Ipertiroidismo: sintomi, trattamento, cause, diagnosi, di che si tratta?
Ipertiroidismo: sintomi, trattamento, cause, diagnosi, di che si tratta?

Ipertiroidismo: sintomi, trattamento, cause, diagnosi, di che si tratta?

Di Giada Di Matteo
Modificato

L’ipertiroidismo è una malattia della ghiandola tiroidea caratterizzata da una produzione troppo elevata di ormoni tiroidei. Quali sono i sintomi clinici e qual è il trattamento?

Definizione: cos’è l’ipertiroidismo?

L’ipertiroidismo è la produzione eccessiva di ormoni da parte della ghiandola tiroidea. Quest’ultima, situata a livello del collo, ha una grande influenza sul funzionamento dell’organismo: regola il metabolismo delle cellule, controllando l’energia muscolare e la frequenza cardiaca.

L’ipertiroidismo si presenta molto spesso negli adulti tra i 40 e i 60 anni. È meno frequente rispetto all’ipotiroidismo, malattia caratterizzata dal malfunzionamento inverso.

Le cause dell’ipertiroidismo

La prima causa dell’ipertiroidismo è la malattia di Basedow (nell’80% dei casi). Si tratta di una malattia autoimmune della tiroide. Il sistema immunitario produce anticorpi anomali che si dirigono contro le cellule della tiroide e stimolano in modo continuo la liberazione di ormoni tiroidei. In casi rari, questi anticorpi possono provocare infiammazioni degli occhi e della pelle.

I noduli tiroidei sono piccoli bozzi che si trovano nella ghiandola tiroidea. Sono spesso indolore e non provocano conseguenze. Tuttavia, un certo tipo di noduli, chiamato nodulo tossico, può causare ipertiroidismo.

Un’infiammazione della tiroide, o tiroidite, può provocare la produzione di ormoni nel sangue per un breve periodo. Di solito, questo fenomeno non dura più di qualche settimana. In alcuni casi, essa evolve in ipotiroidismo.
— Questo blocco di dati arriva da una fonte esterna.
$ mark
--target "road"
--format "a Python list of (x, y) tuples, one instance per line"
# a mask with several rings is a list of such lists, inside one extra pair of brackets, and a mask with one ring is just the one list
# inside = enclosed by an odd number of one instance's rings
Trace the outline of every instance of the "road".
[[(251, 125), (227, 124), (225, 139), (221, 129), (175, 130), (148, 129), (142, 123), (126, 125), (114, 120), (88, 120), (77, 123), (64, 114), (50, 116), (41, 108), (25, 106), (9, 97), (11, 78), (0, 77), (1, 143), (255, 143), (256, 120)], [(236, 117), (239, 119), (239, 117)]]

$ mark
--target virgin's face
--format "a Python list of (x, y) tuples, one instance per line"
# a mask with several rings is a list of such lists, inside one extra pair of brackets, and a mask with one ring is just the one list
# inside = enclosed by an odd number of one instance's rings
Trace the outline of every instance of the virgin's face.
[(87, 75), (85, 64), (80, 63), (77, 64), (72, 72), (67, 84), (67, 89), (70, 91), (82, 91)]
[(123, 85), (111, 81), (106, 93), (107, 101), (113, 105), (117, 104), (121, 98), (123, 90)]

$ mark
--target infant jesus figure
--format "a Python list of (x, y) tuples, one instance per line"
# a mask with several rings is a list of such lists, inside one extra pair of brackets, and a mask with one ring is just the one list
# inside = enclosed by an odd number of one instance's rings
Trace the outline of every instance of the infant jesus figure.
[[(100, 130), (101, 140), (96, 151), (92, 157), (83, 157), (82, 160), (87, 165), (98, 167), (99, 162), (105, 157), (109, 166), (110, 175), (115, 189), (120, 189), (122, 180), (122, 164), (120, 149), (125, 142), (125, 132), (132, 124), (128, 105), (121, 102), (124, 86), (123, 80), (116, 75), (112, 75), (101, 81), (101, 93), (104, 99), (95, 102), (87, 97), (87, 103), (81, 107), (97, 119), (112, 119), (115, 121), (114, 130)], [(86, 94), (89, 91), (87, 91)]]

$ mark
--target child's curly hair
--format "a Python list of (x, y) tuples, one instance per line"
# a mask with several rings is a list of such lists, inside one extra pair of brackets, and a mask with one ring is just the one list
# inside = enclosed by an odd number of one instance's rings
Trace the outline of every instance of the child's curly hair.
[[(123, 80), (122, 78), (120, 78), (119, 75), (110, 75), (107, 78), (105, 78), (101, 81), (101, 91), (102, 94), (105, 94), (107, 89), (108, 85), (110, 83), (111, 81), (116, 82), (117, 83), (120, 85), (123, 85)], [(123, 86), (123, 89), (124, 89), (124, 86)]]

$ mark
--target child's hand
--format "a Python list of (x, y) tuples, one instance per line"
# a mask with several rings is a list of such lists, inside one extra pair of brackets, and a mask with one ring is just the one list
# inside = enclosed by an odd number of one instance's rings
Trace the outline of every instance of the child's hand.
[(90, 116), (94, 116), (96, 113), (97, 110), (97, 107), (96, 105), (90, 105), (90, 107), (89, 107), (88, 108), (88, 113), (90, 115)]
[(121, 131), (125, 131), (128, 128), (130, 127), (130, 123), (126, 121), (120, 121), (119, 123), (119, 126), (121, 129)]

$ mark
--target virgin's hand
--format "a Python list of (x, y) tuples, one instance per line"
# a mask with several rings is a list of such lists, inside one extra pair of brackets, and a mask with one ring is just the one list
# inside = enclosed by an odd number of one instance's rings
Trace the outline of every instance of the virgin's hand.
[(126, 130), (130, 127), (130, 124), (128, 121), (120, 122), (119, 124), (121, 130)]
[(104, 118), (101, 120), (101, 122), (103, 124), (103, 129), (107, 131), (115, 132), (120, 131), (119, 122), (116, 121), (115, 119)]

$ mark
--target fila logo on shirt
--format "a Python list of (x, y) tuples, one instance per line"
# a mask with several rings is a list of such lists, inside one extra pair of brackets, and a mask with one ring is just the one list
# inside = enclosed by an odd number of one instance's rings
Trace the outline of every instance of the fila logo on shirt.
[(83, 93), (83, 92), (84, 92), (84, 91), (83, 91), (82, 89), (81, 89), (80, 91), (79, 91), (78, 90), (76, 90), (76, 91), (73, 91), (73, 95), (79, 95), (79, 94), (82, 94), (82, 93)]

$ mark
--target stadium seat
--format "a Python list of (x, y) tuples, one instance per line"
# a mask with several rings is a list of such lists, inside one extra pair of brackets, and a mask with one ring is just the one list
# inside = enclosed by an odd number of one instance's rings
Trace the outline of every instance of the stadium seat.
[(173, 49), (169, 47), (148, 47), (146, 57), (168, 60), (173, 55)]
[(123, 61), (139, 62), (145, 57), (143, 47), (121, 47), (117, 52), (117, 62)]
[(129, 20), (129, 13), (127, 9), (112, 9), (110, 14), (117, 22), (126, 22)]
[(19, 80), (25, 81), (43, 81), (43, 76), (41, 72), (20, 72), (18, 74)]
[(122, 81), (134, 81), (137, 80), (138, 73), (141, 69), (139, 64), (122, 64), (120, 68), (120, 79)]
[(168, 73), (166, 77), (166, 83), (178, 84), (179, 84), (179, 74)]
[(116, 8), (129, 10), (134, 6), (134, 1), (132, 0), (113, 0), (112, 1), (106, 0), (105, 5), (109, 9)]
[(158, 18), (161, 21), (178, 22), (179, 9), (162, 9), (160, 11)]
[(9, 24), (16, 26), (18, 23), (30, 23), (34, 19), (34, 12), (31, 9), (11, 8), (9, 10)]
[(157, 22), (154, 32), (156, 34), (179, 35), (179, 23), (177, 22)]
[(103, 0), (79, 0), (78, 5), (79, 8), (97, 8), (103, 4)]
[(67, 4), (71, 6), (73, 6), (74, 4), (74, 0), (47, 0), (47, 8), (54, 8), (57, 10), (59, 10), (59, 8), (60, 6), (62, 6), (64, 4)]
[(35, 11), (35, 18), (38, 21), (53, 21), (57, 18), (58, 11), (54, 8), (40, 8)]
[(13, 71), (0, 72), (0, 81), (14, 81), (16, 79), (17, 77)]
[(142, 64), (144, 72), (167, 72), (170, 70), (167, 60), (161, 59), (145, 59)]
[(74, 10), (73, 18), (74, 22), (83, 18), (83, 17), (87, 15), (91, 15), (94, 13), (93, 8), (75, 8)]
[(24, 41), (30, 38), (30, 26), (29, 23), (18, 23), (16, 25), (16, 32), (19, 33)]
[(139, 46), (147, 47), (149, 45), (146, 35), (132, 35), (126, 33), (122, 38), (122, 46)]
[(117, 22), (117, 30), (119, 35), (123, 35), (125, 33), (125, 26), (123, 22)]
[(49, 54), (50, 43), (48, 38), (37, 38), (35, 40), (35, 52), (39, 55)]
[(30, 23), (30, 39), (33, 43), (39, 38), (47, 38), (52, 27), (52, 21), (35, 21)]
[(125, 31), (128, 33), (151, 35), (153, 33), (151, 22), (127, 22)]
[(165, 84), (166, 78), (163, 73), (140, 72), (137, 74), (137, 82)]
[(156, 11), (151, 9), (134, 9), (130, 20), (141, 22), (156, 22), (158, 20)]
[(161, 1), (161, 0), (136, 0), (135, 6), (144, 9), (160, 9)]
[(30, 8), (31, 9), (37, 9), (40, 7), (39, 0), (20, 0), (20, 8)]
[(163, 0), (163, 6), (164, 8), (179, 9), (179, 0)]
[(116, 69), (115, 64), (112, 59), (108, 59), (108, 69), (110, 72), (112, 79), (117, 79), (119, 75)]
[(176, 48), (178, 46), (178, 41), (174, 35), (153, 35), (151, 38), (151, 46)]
Sintomi dell’ipertiroidismo

Quando l’ipertiroidismo è leggero può passare inosservato. Si notano però diversi sintomi clinici caratteristici:

- accelerazione della frequenza cardiaca

- comparsa di un gozzo (protuberanza) a livello del collo

- iperattività nervosa che provoca nervosismo e tremori alla punta delle dita

- perdita di peso nonostante un aumento dell’appetito

- fiato corto

- disturbi del sonno

- assenza di mestruazioni

- irritabilità

- defecazione frequente

In caso di malattia di Basedow, è possibile osservare la fuoriuscita degli occhi dalle orbite, rossori e un ispessimento della pelle sulla tibia.
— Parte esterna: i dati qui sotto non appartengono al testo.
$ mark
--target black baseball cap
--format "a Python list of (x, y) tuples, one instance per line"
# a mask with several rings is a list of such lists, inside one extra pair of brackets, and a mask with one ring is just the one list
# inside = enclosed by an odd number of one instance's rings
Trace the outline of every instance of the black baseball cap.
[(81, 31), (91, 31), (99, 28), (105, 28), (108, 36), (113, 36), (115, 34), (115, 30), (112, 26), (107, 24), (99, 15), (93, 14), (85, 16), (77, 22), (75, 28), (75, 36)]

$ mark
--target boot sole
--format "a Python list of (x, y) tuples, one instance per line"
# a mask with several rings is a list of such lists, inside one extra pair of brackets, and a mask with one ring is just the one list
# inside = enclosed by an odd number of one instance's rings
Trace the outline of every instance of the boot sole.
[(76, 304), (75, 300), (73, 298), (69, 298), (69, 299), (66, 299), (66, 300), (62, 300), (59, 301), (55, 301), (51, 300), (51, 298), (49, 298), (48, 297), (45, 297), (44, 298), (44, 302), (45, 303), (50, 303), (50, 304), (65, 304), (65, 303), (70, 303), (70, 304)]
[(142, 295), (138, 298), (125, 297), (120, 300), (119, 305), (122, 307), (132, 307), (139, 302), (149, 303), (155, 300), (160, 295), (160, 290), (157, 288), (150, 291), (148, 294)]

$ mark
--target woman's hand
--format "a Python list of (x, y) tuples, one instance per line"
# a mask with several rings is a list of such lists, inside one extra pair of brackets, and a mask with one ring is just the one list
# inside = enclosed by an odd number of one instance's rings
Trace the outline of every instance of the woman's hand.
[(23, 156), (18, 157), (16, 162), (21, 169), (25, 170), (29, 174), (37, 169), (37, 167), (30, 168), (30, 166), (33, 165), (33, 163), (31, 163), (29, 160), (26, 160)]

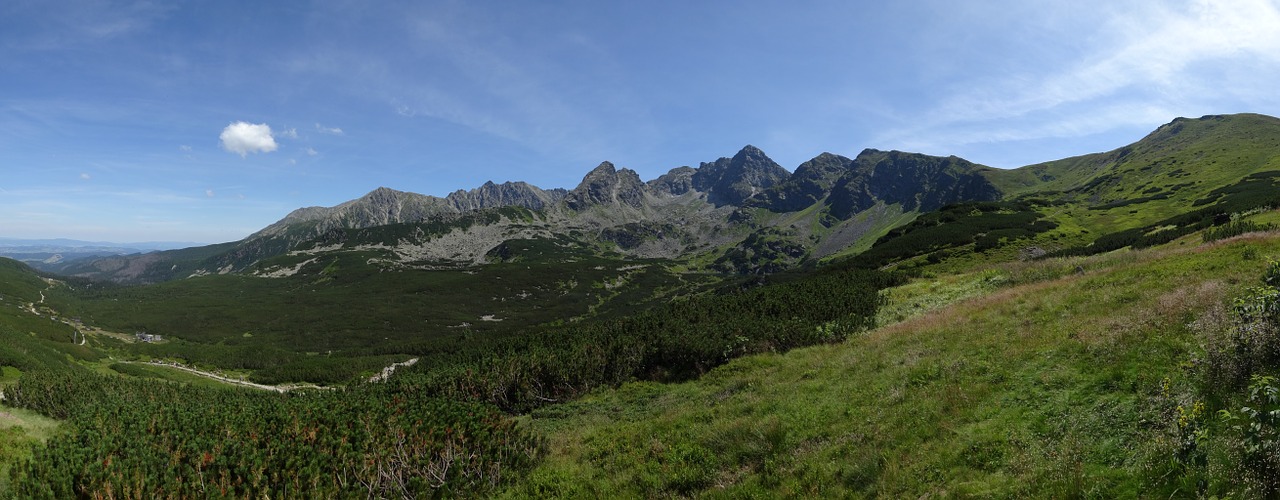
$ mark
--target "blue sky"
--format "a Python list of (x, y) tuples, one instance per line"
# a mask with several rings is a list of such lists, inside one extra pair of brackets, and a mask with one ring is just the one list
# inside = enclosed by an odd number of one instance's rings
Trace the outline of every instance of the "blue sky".
[(0, 237), (225, 242), (745, 145), (1016, 168), (1280, 115), (1277, 82), (1280, 0), (6, 0)]

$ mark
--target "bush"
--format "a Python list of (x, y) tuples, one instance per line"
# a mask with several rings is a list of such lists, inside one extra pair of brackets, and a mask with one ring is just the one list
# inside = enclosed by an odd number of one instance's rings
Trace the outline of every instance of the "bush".
[(1251, 288), (1236, 298), (1230, 317), (1211, 311), (1197, 324), (1203, 335), (1201, 375), (1207, 390), (1243, 386), (1260, 370), (1280, 362), (1280, 290)]
[(1275, 377), (1254, 375), (1248, 405), (1236, 412), (1220, 410), (1219, 417), (1234, 434), (1242, 486), (1275, 497), (1280, 492), (1280, 387)]

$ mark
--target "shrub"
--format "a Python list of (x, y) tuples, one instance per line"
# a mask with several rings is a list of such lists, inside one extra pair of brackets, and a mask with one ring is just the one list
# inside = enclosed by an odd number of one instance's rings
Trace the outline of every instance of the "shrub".
[(1234, 434), (1231, 451), (1239, 458), (1242, 486), (1274, 497), (1280, 492), (1280, 387), (1275, 377), (1254, 375), (1248, 405), (1220, 410), (1219, 418)]
[(1261, 368), (1280, 362), (1280, 290), (1251, 288), (1233, 302), (1230, 317), (1222, 316), (1211, 311), (1193, 325), (1203, 335), (1204, 358), (1197, 364), (1210, 391), (1243, 386)]

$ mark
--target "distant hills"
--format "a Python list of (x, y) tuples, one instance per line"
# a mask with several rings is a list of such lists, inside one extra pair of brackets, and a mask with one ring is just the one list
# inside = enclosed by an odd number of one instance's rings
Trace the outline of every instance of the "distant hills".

Trattamento dell’ipertiroidismo

Nell’ambito di una malattia autoimmune (malattia di Basedow), l’assistenza si basa sulla prescrizione di farmaci antitiroidei come il propiltiouracile o il metimazolo. Hanno il compito di impedire la produzione di ormoni tiroidei nel sangue per ritrovare uno stato di salute normale. Con lo scopo di compensare ed evitare l’ipotiroidismo, forniscono anche ormoni di sintesi.
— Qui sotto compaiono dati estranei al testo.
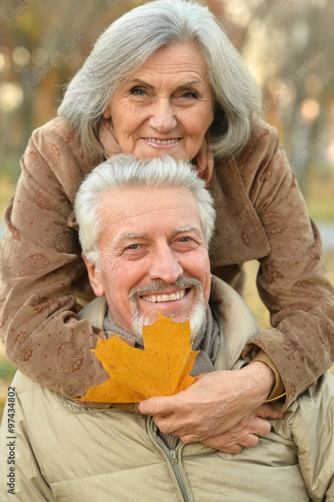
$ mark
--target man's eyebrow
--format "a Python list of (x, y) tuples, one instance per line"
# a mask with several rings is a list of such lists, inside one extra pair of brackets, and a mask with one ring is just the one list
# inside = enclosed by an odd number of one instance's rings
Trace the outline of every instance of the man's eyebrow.
[(113, 249), (116, 249), (123, 240), (126, 239), (145, 239), (147, 236), (147, 233), (123, 233), (117, 237), (117, 240), (112, 246)]
[(190, 232), (192, 230), (196, 230), (199, 233), (202, 233), (201, 229), (194, 225), (186, 225), (186, 226), (174, 228), (172, 233), (173, 235), (175, 235), (177, 233), (182, 233), (182, 232)]
[[(141, 80), (140, 78), (132, 78), (131, 80), (128, 80), (127, 83), (129, 84), (136, 83), (139, 85), (144, 85), (146, 87), (149, 87), (150, 89), (152, 89), (153, 91), (155, 90), (155, 88), (153, 85), (151, 85), (150, 84), (148, 83), (147, 82), (145, 82), (144, 80)], [(186, 82), (184, 84), (181, 84), (181, 85), (178, 85), (176, 88), (176, 90), (178, 91), (180, 89), (183, 89), (184, 87), (188, 87), (191, 85), (193, 85), (193, 84), (200, 84), (202, 87), (203, 87), (203, 84), (201, 80), (198, 80), (196, 79), (194, 80), (191, 80), (190, 82)]]

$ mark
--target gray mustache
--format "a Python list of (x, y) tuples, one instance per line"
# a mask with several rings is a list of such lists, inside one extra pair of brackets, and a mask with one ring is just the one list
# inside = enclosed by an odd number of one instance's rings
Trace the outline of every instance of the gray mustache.
[(191, 286), (193, 286), (196, 290), (200, 291), (203, 291), (200, 281), (195, 278), (191, 279), (181, 276), (179, 277), (175, 282), (170, 284), (161, 282), (160, 281), (151, 281), (146, 284), (142, 284), (140, 286), (135, 286), (132, 288), (129, 293), (128, 298), (130, 300), (135, 299), (147, 291), (149, 291), (150, 294), (155, 294), (158, 293), (164, 293), (170, 288), (177, 289), (178, 288), (189, 288)]

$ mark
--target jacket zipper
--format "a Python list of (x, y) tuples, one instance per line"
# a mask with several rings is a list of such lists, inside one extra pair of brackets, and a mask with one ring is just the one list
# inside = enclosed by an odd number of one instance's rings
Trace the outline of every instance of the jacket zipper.
[(185, 486), (185, 483), (182, 478), (182, 474), (181, 474), (181, 471), (178, 463), (178, 454), (180, 447), (183, 445), (183, 443), (182, 442), (179, 443), (175, 450), (170, 450), (169, 448), (166, 446), (163, 441), (154, 434), (154, 431), (153, 430), (153, 423), (154, 422), (153, 420), (151, 419), (150, 429), (152, 437), (153, 438), (155, 442), (159, 445), (168, 459), (170, 463), (172, 466), (172, 468), (173, 470), (173, 472), (174, 473), (177, 481), (178, 481), (178, 484), (179, 485), (179, 487), (180, 488), (181, 493), (182, 494), (184, 500), (185, 502), (190, 502), (190, 499), (188, 496), (187, 488)]

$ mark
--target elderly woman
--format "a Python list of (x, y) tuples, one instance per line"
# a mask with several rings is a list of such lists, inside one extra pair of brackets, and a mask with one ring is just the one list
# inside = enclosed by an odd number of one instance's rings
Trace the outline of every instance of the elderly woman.
[(260, 105), (240, 55), (199, 5), (146, 4), (101, 36), (59, 117), (34, 132), (6, 213), (0, 321), (21, 371), (70, 398), (106, 379), (90, 349), (95, 335), (111, 333), (76, 316), (76, 303), (93, 295), (73, 206), (85, 175), (123, 152), (196, 165), (218, 212), (213, 273), (231, 284), (241, 264), (258, 260), (273, 326), (247, 344), (248, 366), (205, 375), (176, 397), (142, 402), (140, 411), (185, 442), (224, 438), (267, 398), (283, 395), (284, 410), (314, 384), (333, 359), (333, 291), (318, 231)]

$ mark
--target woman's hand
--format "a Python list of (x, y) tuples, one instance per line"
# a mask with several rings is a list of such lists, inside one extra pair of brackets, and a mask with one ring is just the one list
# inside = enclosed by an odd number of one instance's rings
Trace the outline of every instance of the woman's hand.
[(204, 180), (206, 182), (207, 187), (209, 188), (214, 167), (214, 159), (210, 146), (210, 135), (209, 130), (207, 131), (203, 139), (200, 151), (193, 159), (193, 164), (197, 167), (199, 176), (202, 180)]
[(243, 446), (256, 446), (259, 441), (258, 436), (266, 436), (270, 432), (270, 423), (260, 417), (279, 419), (283, 418), (284, 414), (280, 413), (269, 403), (261, 405), (229, 431), (203, 439), (201, 442), (225, 453), (239, 453)]
[(143, 400), (138, 408), (153, 415), (162, 432), (185, 443), (206, 440), (230, 430), (258, 408), (275, 382), (269, 366), (256, 361), (241, 369), (206, 373), (185, 391)]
Il trattamento a base di iodio radioattivo permette di ritornare ai livelli normali. Si tratta dell’iniezione di una dose bassa di iodio radioattivo che, una volta assorbito dalla ghiandola tiroidea, emette radiazioni che distruggono una parte delle cellule tiroidee.

Nella maggior parte dei casi, una sola dose è sufficiente. Bisogna fare attenzione alle frequenti ricadute. In caso di ricomparsa dei sintomi, bisogna riprendere il trattamento farmacologico. In caso di insuccesso dei trattamenti, potrebbe essere necessaria l’ablazione della tiroide.